Component 5: Layer Normalization

class LayerNorm:
    """
    Layer normalization.

    Normalizes across the feature dimension, then applies learnable
    scale (gamma) and shift (beta).
    """

    def __init__(self, d_model, eps=1e-6):
        """
        Initialize layer normalization.

        Args:
            d_model: Model dimension
            eps: Small constant for numerical stability
        """
        self.d_model = d_model
        self.eps = eps

        # Learnable parameters
        self.gamma = np.ones(d_model)  # Scale
        self.beta = np.zeros(d_model)  # Shift

    def forward(self, x):
        """
        Apply layer normalization.

        Args:
            x: Input [..., d_model]

        Returns:
            Normalized output [..., d_model]
        """
        # Compute mean and variance along last dimension
        mean = np.mean(x, axis=-1, keepdims=True)
        var = np.var(x, axis=-1, keepdims=True)

        # Normalize
        x_norm = (x - mean) / np.sqrt(var + self.eps)

        # Scale and shift
        return self.gamma * x_norm + self.beta

    def parameters(self):
        """Return learnable parameters."""
        return [self.gamma, self.beta]

Component 6: Feed-Forward Network

class FeedForward:
    """
    Position-wise feed-forward network.

    Two linear layers with activation in between.
    FFN(x) = W2 * activation(W1 * x + b1) + b2
    """

    def __init__(self, d_model, d_ff=None, activation='gelu'):
        """
        Initialize feed-forward network.

        Args:
            d_model: Model dimension
            d_ff: Hidden dimension (default: 4 * d_model)
            activation: Activation function ('relu' or 'gelu')
        """
        self.d_model = d_model
        self.d_ff = d_ff or 4 * d_model
        self.activation = activation

        # Initialize weights
        scale1 = np.sqrt(2.0 / (d_model + self.d_ff))
        scale2 = np.sqrt(2.0 / (self.d_ff + d_model))
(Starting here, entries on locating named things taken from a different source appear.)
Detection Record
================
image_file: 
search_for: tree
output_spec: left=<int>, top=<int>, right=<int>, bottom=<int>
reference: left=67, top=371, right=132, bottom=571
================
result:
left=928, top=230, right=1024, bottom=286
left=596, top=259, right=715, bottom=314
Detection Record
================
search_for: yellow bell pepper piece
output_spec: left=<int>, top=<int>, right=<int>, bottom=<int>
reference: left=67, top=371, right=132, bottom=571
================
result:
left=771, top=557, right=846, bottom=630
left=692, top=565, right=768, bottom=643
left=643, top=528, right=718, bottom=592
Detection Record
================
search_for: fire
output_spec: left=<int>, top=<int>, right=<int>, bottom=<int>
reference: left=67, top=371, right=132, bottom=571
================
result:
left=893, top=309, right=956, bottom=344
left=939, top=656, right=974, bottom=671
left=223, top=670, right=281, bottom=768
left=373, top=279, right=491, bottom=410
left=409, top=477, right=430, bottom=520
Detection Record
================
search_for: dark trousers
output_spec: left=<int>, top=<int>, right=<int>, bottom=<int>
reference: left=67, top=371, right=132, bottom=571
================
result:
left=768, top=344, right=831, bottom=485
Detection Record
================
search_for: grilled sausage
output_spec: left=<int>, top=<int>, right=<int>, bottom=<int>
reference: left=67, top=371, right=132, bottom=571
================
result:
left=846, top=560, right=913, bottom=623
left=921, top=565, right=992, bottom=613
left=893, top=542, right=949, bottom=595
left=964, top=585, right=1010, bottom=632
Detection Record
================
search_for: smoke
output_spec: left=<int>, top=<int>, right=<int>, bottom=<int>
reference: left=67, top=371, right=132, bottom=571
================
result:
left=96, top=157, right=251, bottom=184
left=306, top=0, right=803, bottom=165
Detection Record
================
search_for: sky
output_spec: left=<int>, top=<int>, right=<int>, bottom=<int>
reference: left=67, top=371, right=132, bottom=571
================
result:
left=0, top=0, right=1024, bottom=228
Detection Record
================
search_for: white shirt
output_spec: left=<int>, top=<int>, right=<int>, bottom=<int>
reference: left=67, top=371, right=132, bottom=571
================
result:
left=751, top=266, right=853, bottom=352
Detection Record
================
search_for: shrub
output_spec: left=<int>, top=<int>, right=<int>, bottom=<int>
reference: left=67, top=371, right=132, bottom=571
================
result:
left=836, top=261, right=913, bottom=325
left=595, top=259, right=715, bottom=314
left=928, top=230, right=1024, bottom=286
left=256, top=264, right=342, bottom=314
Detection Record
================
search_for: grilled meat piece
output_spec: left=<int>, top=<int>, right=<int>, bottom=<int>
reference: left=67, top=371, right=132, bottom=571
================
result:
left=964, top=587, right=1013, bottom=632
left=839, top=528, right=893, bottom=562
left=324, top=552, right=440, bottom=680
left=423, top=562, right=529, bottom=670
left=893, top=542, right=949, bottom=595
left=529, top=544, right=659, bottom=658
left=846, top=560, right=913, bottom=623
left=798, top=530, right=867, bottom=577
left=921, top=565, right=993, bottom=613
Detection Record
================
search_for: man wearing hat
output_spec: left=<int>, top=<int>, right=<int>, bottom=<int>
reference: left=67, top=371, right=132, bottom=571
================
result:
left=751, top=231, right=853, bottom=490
        self.W1 = np.random.randn(d_model, self.d_ff) * scale1
        self.b1 = np.zeros(self.d_ff)
        self.W2 = np.random.randn(self.d_ff, d_model) * scale2
        self.b2 = np.zeros(d_model)

    def _activation(self, x):
        """Apply activation function."""
        if self.activation == 'relu':
            return np.maximum(0, x)
        elif self.activation == 'gelu':
            # Approximate GELU
            return 0.5 * x * (1 + np.tanh(
                np.sqrt(2 / np.pi) * (x + 0.044715 * x**3)
            ))
        else:
            raise ValueError(f"Unknown activation: {self.activation}")

    def forward(self, x):
        """
        Forward pass.

        Args:
            x: Input [..., d_model]

        Returns:
            Output [..., d_model]
        """
        # First linear layer
        hidden = x @ self.W1 + self.b1

        # Activation
        hidden = self._activation(hidden)

        # Second linear layer
        output = hidden @ self.W2 + self.b2

        return output

    def parameters(self):
        """Return all parameters."""
        return [self.W1, self.b1, self.W2, self.b2]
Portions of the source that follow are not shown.